The purpose of this document is to explore and learn ggplot2 plotting functions.
load libraries subsample data:
library(ggplot2)
prDat <- read.table("../GSE4051_data.tsv")
prDes <- read.table("../GSE4051_design.tsv", header = TRUE)
set.seed(540) #for consisteny
# sample random genes and reshape
prDat2 <- t(prDat[sample(1:nrow(prDat), size = 2), ])
genes <- colnames(prDat2)
prDat2 <- data.frame(sidChar = rownames(prDat2), prDat2, check.names = FALSE) #names for merging
prDat2 <- merge(prDes, prDat2)
oDat2 <- with(prDat2, data.frame(sidChar, sidNum, devStage, gType, probeset = factor(rep(genes,
each = nrow(prDat2))), geneExp = unlist(prDat2[, genes])))
Then let's plot the expression level of each gene.
p <- ggplot(oDat2, aes(geneExp, probeset)) + geom_point(position = position_jitter(height = 0.1))
p
Now let's explore gene expression changes over the course of development.
p <- p <- ggplot(oDat2, aes(devStage, geneExp)) + geom_point()

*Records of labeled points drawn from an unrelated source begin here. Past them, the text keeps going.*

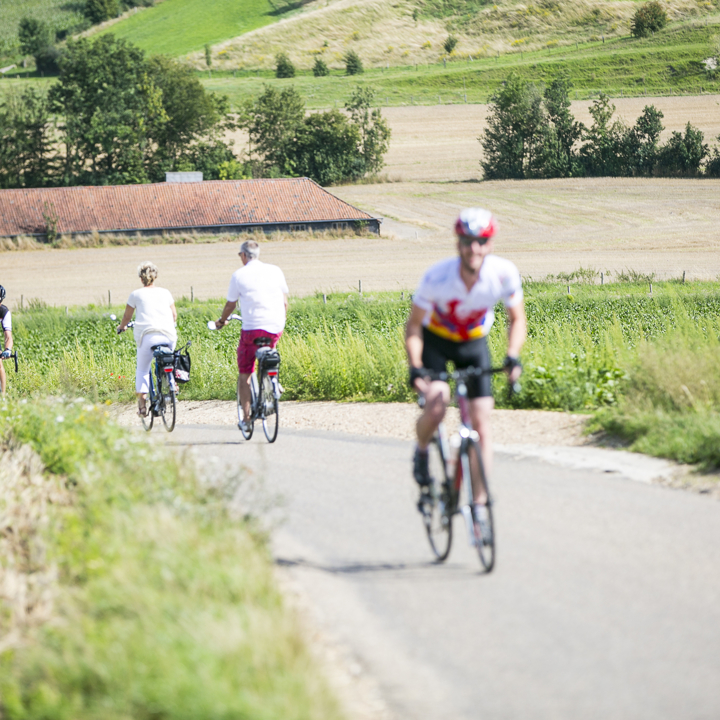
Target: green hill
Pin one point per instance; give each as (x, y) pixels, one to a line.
(62, 16)
(177, 27)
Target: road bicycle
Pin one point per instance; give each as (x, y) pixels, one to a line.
(265, 389)
(162, 395)
(456, 467)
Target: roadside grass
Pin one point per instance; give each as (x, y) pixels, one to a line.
(138, 590)
(617, 350)
(177, 27)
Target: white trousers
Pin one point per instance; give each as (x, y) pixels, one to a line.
(142, 375)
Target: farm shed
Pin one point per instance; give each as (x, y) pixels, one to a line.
(216, 206)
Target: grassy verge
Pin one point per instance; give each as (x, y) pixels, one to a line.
(135, 593)
(587, 351)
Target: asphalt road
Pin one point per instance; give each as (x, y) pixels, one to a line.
(605, 600)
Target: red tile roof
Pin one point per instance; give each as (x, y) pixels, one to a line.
(171, 206)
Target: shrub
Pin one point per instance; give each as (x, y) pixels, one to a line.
(353, 63)
(683, 154)
(34, 36)
(450, 43)
(648, 18)
(320, 69)
(283, 66)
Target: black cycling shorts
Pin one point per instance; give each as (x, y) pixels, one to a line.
(437, 351)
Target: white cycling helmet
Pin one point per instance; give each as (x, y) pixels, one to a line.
(476, 223)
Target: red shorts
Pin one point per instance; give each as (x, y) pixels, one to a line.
(247, 348)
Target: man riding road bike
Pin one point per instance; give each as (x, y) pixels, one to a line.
(451, 315)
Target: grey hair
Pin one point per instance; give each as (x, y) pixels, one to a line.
(147, 272)
(251, 249)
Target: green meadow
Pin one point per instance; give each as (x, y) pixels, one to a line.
(177, 27)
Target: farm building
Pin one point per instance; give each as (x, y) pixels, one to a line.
(216, 206)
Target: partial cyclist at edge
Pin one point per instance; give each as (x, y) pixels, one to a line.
(155, 322)
(451, 315)
(262, 292)
(6, 322)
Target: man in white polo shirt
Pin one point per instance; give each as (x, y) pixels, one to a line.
(262, 292)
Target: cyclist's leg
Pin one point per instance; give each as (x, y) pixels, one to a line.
(481, 404)
(246, 365)
(142, 373)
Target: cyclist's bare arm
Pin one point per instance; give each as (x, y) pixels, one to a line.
(226, 313)
(517, 332)
(414, 344)
(127, 317)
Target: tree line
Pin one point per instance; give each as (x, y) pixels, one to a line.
(531, 133)
(117, 117)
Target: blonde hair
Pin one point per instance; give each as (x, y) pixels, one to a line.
(147, 272)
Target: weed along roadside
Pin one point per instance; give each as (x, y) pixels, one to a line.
(599, 349)
(131, 589)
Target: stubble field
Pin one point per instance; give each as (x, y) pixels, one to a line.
(665, 226)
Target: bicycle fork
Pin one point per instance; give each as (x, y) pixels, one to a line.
(467, 436)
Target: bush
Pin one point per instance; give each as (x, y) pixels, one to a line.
(450, 43)
(34, 36)
(320, 69)
(283, 66)
(682, 154)
(353, 63)
(648, 18)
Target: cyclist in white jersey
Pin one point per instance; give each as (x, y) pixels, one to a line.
(6, 322)
(451, 315)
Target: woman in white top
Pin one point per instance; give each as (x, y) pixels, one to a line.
(154, 325)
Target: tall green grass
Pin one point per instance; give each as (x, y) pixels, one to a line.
(156, 602)
(616, 348)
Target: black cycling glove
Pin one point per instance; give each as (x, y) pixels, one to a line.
(415, 373)
(511, 363)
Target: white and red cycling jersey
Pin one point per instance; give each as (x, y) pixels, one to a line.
(458, 314)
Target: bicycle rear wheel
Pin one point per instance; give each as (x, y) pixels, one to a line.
(167, 404)
(437, 511)
(247, 432)
(270, 415)
(484, 541)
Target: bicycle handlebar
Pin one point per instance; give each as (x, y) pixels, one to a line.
(212, 325)
(465, 373)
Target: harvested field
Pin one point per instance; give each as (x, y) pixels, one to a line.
(663, 226)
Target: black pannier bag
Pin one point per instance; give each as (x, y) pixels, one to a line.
(268, 358)
(182, 366)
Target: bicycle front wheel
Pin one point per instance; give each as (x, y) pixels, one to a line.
(437, 507)
(167, 404)
(270, 415)
(247, 429)
(483, 527)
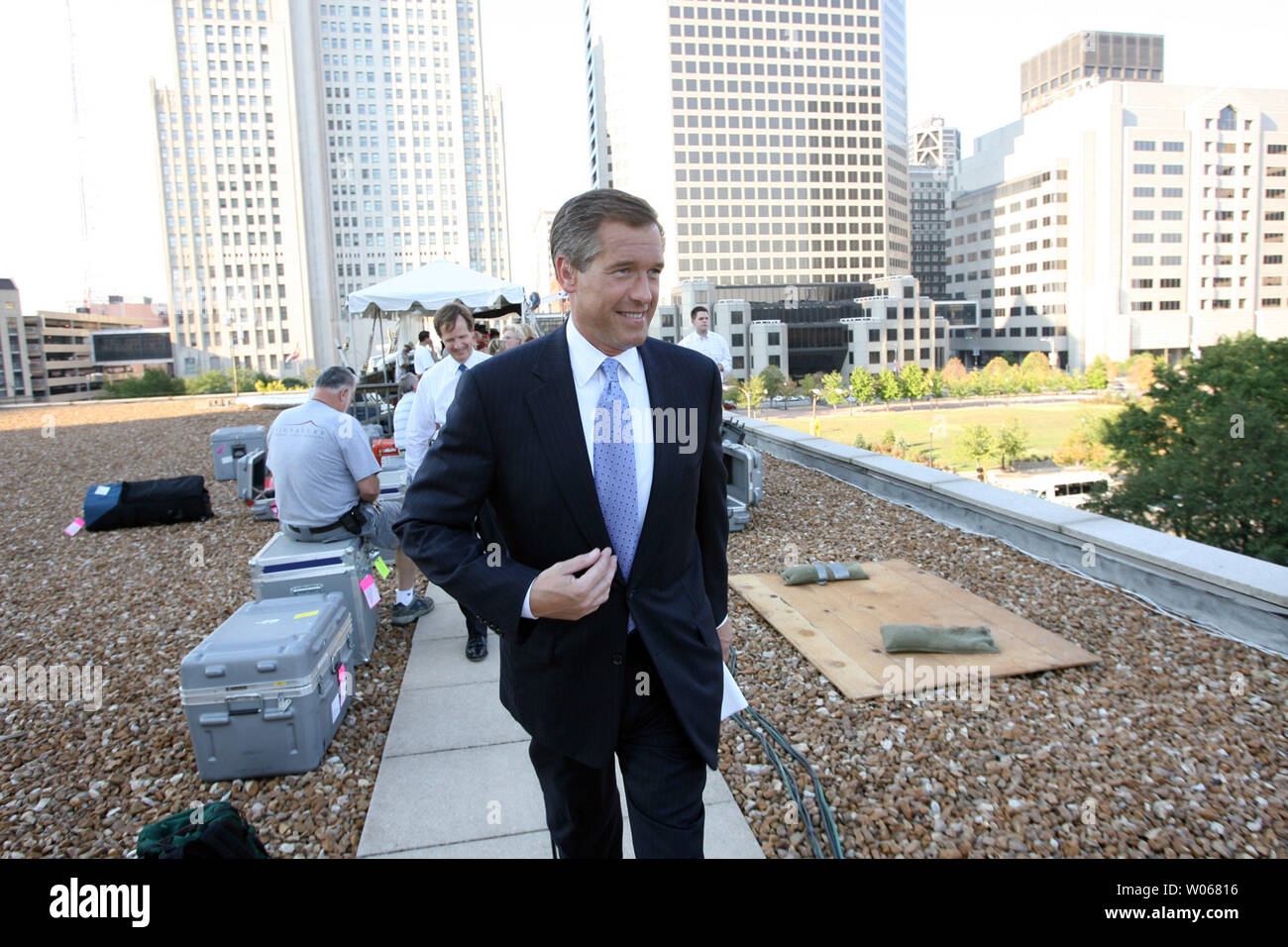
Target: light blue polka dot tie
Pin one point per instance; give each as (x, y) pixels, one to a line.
(614, 468)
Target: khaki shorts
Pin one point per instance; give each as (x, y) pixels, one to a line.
(377, 530)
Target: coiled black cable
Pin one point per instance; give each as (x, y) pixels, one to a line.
(825, 814)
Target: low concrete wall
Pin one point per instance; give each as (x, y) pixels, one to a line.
(1240, 596)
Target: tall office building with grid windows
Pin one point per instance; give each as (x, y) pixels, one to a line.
(1132, 217)
(309, 150)
(780, 154)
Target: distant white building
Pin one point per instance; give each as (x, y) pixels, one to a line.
(771, 138)
(1129, 217)
(309, 150)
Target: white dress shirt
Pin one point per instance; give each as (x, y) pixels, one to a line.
(712, 346)
(433, 397)
(424, 357)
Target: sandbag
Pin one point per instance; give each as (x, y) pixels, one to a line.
(147, 502)
(939, 639)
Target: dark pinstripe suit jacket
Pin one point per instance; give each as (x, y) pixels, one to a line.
(514, 440)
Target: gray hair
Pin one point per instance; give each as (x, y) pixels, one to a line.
(575, 231)
(336, 379)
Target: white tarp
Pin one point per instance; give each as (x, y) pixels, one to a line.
(432, 286)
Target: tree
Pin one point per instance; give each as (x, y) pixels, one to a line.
(912, 381)
(1102, 372)
(954, 371)
(153, 384)
(935, 382)
(1140, 372)
(1203, 459)
(1013, 440)
(977, 442)
(957, 380)
(833, 389)
(1085, 445)
(1035, 372)
(1035, 364)
(750, 393)
(862, 385)
(888, 385)
(773, 380)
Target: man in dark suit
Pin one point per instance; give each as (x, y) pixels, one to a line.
(597, 451)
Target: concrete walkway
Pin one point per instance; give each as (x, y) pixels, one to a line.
(455, 780)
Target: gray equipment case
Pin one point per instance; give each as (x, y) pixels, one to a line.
(230, 444)
(266, 692)
(393, 484)
(250, 486)
(743, 467)
(286, 567)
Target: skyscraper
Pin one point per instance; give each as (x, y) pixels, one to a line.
(934, 151)
(275, 206)
(780, 155)
(1086, 58)
(1133, 217)
(424, 176)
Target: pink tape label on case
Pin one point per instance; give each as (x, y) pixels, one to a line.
(370, 590)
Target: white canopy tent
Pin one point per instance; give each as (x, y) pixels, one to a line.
(406, 298)
(432, 286)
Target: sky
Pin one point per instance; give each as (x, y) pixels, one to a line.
(964, 62)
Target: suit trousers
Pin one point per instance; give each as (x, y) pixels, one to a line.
(662, 772)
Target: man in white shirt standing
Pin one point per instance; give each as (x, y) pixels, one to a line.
(402, 412)
(434, 394)
(711, 344)
(424, 355)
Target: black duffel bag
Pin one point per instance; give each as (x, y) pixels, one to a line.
(147, 502)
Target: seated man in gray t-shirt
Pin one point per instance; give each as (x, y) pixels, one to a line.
(322, 467)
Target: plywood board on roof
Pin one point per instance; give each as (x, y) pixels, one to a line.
(837, 626)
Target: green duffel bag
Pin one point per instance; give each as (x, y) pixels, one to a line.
(210, 831)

p <- p + facet_wrap(~probeset)
p <- p + aes(color = gType)
p <- p + stat_summary(fun.y = mean, geom = "point", shape = 4, size = 4)
p
Lets use density plots to investigate the distribution of gene expression in these 2 genes.
p <- ggplot(oDat2, aes(geneExp, color = gType)) + stat_density(geom = "line",
position = "identity") + geom_point(aes(y = 0.05), position = position_jitter(height = 0.005))
p
Lets investigate the distribution of gene expression across developmental stages.
p <- ggplot(oDat2, aes(devStage, geneExp)) + geom_boxplot()
p <- p + facet_wrap(~gType)
p
Now with a violin plot
p <- ggplot(oDat2, aes(devStage, geneExp)) + geom_violin()
p <- p + facet_wrap(~gType)
p
Sample some data to investigate how to deal with over plotting
# pairDat <- subset(prDat, select = sample(1:ncol(prDat), size = 4))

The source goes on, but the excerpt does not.